Is there a production ready Trie crate?

#1

I’ve been searching for a crate with a generic trie implementation.

I have so far come across sequence-trie and radix-trie both from the same author. Radix-trie seems to be the more mature of the two but has a disclaimer regarding its production readiness.

Are there alternative crate(s) providing concrete trie implementations, preferably with an api close to the stdlib maps collection.

#2

Not a trie, but in case you are interested in text-processing specifically, and you know all the data upfront, you might want to use the fst crate: it builds a minimal automaton (compressed trie in a sense) from a sequence of byte strings.

#3

Thanks @matklad. the fst crate looks interesting. I went over the map builder and saw the values are not generic and also it has a constraint on keys being added in lexicographic order.
Does it mean if my values are strings I need to have some other map structure to store them?
I could have the keys sorted but I’m not sure what’s the approach when the values are not integers.

#4

Yes. fsts are only suitable for highly constrained use cases. If you have one of those use cases, then fsts are a boon. If not, then you need to look for something else or otherwise contort your implementation to make use of fsts.

Technically, fsts in theory can support string values directly, but the fst crate does not support it and there aren’t any plans to add it at this point.

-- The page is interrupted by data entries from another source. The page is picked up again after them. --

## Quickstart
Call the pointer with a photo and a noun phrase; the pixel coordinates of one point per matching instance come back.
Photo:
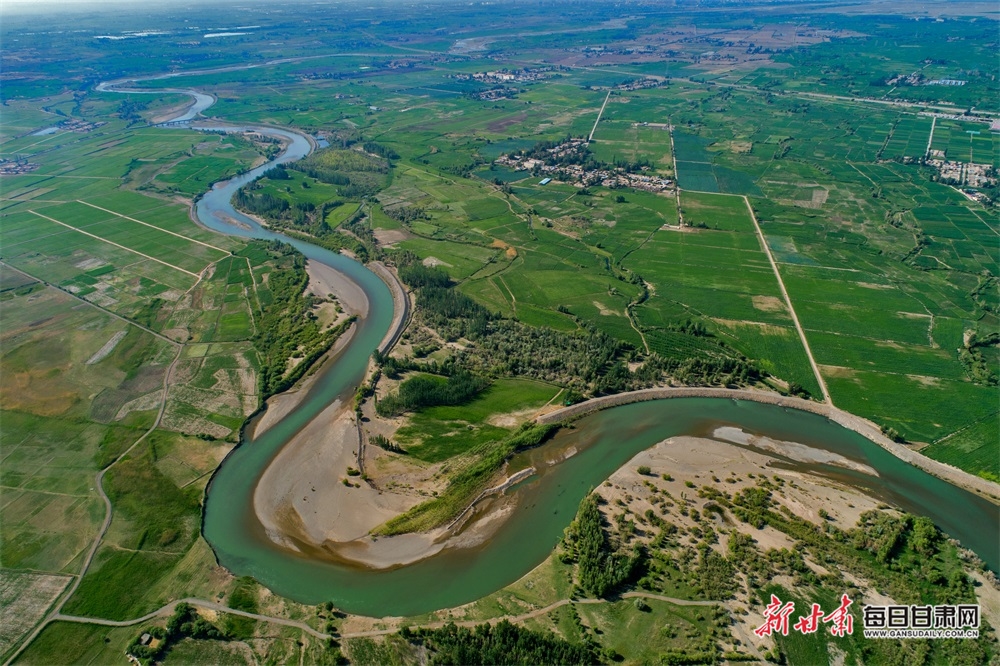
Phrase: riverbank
(324, 281)
(864, 427)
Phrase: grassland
(438, 433)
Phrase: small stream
(544, 504)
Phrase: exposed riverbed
(575, 461)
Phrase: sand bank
(863, 427)
(323, 282)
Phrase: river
(545, 504)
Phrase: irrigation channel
(576, 460)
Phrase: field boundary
(788, 302)
(105, 240)
(153, 226)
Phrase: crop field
(967, 142)
(909, 138)
(89, 643)
(888, 269)
(66, 377)
(971, 448)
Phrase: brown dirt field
(768, 303)
(37, 392)
(24, 598)
(501, 125)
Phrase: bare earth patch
(768, 304)
(24, 599)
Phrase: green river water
(544, 504)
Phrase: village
(556, 167)
(507, 75)
(962, 173)
(16, 167)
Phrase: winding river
(544, 504)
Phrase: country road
(788, 302)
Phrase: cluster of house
(77, 125)
(963, 173)
(15, 167)
(581, 175)
(507, 75)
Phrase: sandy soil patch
(279, 406)
(603, 309)
(24, 598)
(324, 281)
(389, 237)
(768, 303)
(431, 262)
(792, 450)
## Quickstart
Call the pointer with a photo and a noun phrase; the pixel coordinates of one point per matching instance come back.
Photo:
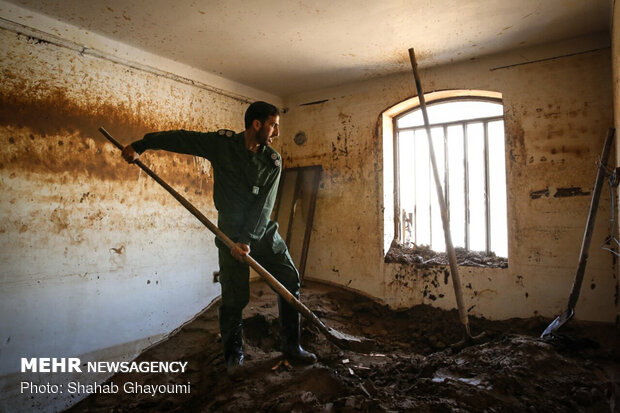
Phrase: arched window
(468, 138)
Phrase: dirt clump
(423, 256)
(413, 367)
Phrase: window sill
(424, 257)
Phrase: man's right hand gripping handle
(130, 154)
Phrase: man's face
(268, 131)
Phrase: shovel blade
(558, 322)
(349, 342)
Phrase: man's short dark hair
(261, 111)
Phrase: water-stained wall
(96, 259)
(558, 107)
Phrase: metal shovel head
(349, 342)
(558, 322)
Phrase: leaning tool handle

Other than that, I think you’ll probably want to spend some time with the various trie crates listed on crates.io and do your own research about which one is best. Or otherwise, write your own.

#5

To give a concrete example, you can store values in a separate Vec<T> and store indices in the fst::Map itself. This is what I do in Rust analyzer:

fsts are only suitable for highly constrained use cases.

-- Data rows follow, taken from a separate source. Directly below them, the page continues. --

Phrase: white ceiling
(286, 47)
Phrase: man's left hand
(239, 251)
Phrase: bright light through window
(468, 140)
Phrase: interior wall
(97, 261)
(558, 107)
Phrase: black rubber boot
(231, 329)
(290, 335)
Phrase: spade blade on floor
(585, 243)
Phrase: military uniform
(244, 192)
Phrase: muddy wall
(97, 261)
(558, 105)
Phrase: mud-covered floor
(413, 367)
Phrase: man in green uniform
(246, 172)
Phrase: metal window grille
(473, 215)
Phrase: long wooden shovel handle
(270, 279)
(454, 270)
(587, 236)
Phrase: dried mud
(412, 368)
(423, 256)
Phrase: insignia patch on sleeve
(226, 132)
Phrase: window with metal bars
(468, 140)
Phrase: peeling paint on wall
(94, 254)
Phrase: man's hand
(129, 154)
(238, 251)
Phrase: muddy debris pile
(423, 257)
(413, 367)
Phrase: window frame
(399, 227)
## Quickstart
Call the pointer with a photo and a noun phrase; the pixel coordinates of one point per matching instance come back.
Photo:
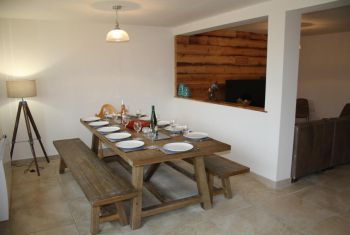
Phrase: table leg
(136, 207)
(202, 184)
(151, 170)
(95, 143)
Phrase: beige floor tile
(333, 179)
(80, 209)
(64, 230)
(327, 198)
(40, 218)
(22, 177)
(314, 205)
(252, 221)
(35, 193)
(70, 188)
(295, 212)
(5, 228)
(331, 226)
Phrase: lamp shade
(117, 35)
(21, 88)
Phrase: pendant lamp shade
(117, 34)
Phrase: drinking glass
(185, 130)
(125, 120)
(137, 126)
(114, 117)
(106, 114)
(138, 113)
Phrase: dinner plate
(118, 136)
(163, 123)
(176, 128)
(178, 147)
(108, 129)
(196, 135)
(91, 119)
(145, 118)
(130, 144)
(98, 123)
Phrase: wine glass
(138, 113)
(125, 120)
(114, 117)
(106, 114)
(137, 126)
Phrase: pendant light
(117, 34)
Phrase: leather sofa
(319, 145)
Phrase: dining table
(150, 155)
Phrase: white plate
(178, 147)
(118, 136)
(130, 144)
(108, 129)
(91, 119)
(175, 128)
(98, 123)
(145, 118)
(163, 123)
(196, 135)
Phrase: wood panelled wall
(219, 56)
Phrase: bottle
(122, 108)
(154, 121)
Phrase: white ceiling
(321, 22)
(135, 12)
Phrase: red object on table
(143, 123)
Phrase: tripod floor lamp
(22, 89)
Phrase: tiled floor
(319, 204)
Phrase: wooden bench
(222, 168)
(218, 166)
(100, 184)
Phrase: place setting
(95, 121)
(197, 136)
(176, 147)
(131, 145)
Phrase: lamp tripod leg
(31, 119)
(31, 142)
(14, 135)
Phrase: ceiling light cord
(116, 8)
(117, 34)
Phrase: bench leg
(63, 166)
(202, 183)
(95, 220)
(226, 186)
(123, 219)
(136, 207)
(211, 185)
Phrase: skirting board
(27, 161)
(270, 183)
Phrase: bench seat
(223, 168)
(100, 184)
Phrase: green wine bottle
(153, 121)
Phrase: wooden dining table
(137, 160)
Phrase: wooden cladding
(219, 56)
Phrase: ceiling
(321, 22)
(167, 13)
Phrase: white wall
(324, 74)
(262, 141)
(77, 71)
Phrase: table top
(151, 156)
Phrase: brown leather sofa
(319, 145)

I am not sure I fully agree here :slight_smile: I use fst in RLS and rust-analyzer to store the index of all Rust symbols. It’s not really a constrained use-case: the amount of symbols is not too big, and I don’t use the “save the binary blob to disk” feature. But the fst APIs are pretty convenient for this use-case anyway.

1 Like
#6

To elaborate a bit more on what I had in mind, here are some constraints for folks that might not have used the fst crate before:

  1. Immutability. Once built, it can never change.
  2. Keys must be inserted in sorted order.
  3. Keys must sort naturally lexicographically. (Strings fit this nicely, but, for example, little endian integers do not! You can almost always find a path here, e.g., use big endian integers, but you have to come up with the encoding.)
  4. Willing to pay for slightly more expensive lookups (because the fst needs to be traversed and is stored in a compressed state).
  5. Willing to deal with the fact that keys must be &[u8] and values must be u64 (or otherwise absent).

Given that fsts are themselves just sets or maps, there are often a lot of choices in terms of which implementation to choose. The above specs out enough constraints to make fsts fairly niche, IMO. But yeah, fsts do have some nice consumer side APIs that go beyond normal sets/maps that can make them quite attractive.